Another major advantage to drip irrigation is the time using automatic irrigation frees up for you. Not only can you do whatever you want to do in the time you would have spent watering, you can still work in the garden while plants are being irrigated instead of having to wait for the sprinkler to run its course.
Disadvantages of Drip Irrigation
Drip irrigation is not always perfect and any potential disadvantages should be considered before investing time and money into a system. For example, a drip system of any size will cost more than a garden hose and sprinkler, and especially more than a watering can. Consult your certified public accountant to perform the necessary cost-benefit analysis. This is obviously an exaggeration, but be sure to consider the value of your time.
A drip system will also take time to install, which will directly correlate to the size and shape of your planting area. These factors, along with the maturity of your plants and crop types, will dictate how much drip tube and how large of a system you will need to set up. Regardless of a drip irrigation’s size requirements, it’s going to take longer to install than setting up a lawn sprinkler. There are also maintenance issues, which may be the biggest drawback to drip irrigation systems. For example:
- Emitters can clog and need to be cleaned out.
- Rodents may chew through the lines.
- Drip tape needs to be periodically replaced.
- Filters may be needed, which will need to be cleaned or changed.
- The lines may be trip hazards if they are above ground.
- The lines can accidently be cut with a wayward shovel strike if they are buried and not marked.
Even if your system works perfectly, your landscape will inevitably change. Your plants will grow, or you may want to make some landscape renovations. In each of these cases, you will have to modify your drip system to accommodate these changes. But with the potential environmental benefits and improved performance by your plants, these drawbacks may be a small price to pay for the overall benefits of a drip-irrigation system.
Tips & Tricks for Installing Drip Irrigation Systems in Your Garden
It is no secret plants need large quantities of water for growth. Water typically makes up 80-95% of the mass of growing plant tissues. The water content of mature, woody plant tissue ranges from 45-50%, while the water content of herbaceous plants ranges from 70-95%. Water moves through plants by a process known as transpiration—the loss of water from plants by evaporation.
Plants use most of the water absorbed by irrigation for transpiration, but about 5% of the water is used during photosynthesis to produce the sugars necessary for plant growth. The rate of transpiration depends on the amount of water available within the plant and surrounding soil, as well as the plant getting enough energy to vaporize water.

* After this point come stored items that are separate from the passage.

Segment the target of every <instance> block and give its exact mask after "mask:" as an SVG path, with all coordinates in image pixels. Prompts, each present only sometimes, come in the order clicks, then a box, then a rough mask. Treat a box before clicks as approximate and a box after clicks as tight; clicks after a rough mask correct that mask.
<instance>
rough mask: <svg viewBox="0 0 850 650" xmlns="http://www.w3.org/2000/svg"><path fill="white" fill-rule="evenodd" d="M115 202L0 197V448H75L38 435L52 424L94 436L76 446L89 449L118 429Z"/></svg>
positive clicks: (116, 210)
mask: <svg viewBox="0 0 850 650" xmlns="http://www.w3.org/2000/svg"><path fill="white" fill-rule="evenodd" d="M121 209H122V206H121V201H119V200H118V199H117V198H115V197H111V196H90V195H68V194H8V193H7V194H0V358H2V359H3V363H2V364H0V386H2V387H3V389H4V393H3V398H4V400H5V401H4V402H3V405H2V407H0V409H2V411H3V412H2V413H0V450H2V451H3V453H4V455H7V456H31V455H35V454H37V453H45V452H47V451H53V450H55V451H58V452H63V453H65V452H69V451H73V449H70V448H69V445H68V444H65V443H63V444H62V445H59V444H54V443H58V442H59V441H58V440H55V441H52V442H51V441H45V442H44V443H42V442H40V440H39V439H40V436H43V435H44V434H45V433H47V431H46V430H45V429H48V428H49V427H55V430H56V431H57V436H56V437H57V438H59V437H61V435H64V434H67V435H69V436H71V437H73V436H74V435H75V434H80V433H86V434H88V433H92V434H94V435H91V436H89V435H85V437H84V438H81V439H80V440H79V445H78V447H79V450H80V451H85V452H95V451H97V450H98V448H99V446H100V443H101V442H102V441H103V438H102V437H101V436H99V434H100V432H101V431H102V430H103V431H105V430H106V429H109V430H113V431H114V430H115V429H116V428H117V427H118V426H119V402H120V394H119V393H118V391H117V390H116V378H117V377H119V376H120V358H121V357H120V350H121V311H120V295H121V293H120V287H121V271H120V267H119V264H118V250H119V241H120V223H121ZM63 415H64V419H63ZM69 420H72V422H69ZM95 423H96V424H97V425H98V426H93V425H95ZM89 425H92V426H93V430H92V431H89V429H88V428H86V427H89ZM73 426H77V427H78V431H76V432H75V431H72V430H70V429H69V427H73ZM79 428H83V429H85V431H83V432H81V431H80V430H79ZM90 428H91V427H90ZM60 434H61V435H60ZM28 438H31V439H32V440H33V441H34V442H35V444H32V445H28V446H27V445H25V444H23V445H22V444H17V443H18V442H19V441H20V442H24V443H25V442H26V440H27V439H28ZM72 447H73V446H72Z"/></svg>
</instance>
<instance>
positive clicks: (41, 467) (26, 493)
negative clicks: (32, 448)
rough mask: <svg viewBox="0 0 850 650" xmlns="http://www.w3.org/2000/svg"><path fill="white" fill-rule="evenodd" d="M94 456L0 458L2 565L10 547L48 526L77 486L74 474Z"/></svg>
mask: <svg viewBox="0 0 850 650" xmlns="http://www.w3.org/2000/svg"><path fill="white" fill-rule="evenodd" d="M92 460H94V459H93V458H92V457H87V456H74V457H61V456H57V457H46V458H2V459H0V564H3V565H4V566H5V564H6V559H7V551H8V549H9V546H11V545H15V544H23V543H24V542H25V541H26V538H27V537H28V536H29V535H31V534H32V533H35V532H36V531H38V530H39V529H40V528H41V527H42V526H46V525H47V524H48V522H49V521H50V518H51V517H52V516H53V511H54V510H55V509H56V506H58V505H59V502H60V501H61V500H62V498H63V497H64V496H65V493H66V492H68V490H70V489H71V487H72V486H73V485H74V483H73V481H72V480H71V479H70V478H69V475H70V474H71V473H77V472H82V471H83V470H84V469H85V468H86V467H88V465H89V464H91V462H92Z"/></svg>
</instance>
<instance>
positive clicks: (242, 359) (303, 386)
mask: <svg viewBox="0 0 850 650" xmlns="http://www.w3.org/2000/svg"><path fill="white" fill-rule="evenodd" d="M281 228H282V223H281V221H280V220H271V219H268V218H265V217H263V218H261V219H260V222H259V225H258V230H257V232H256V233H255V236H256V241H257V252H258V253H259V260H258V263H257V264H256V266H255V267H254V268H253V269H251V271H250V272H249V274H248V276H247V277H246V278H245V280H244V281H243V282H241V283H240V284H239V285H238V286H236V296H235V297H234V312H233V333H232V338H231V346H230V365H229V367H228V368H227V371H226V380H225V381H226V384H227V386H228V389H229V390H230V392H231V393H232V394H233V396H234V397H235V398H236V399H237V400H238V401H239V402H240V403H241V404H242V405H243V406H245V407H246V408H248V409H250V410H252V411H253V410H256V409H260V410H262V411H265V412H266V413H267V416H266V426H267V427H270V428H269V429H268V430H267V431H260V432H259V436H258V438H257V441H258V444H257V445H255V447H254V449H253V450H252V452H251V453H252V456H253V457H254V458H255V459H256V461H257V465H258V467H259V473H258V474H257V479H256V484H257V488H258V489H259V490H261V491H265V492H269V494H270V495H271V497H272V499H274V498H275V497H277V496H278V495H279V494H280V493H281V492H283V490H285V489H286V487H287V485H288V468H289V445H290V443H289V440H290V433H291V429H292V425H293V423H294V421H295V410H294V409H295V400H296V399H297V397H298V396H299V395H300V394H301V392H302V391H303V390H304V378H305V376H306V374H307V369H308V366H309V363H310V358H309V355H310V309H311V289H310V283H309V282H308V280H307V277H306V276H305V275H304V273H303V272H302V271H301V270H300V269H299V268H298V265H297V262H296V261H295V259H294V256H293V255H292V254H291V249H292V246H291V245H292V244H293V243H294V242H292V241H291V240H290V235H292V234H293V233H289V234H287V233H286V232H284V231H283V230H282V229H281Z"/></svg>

Most energy used by the plant to support transpiration comes directly from the sun. Sunny, hot weather increases the rate of transpiration in plants and increases the risk of wilting if adequate water is not available.
The temperature of irrigation water should be checked before it is provided to plants. Water that is too hot can burn foliage and roots, while water that is too cold can shock roots. A black hose on a sunny day can deliver scalding, hot water to plants unless it has been allowed to run for a few minutes. The optimal temperature of outdoor water is 50-70°F. Indoor watering should be done with room-temperature water.
Always use an appropriate rate of water based on what is being watered. Seeds that have yet to germinate should get a light, evenly dispersed soaking so they don’t become dislodged. This rule also rings true for seedlings in the cotyledon stage of development. Established plants can withstand heavier amounts of watering. Last but not least, no matter what method of irrigation you ultimately choose, water the soil whenever possible, not the foliage.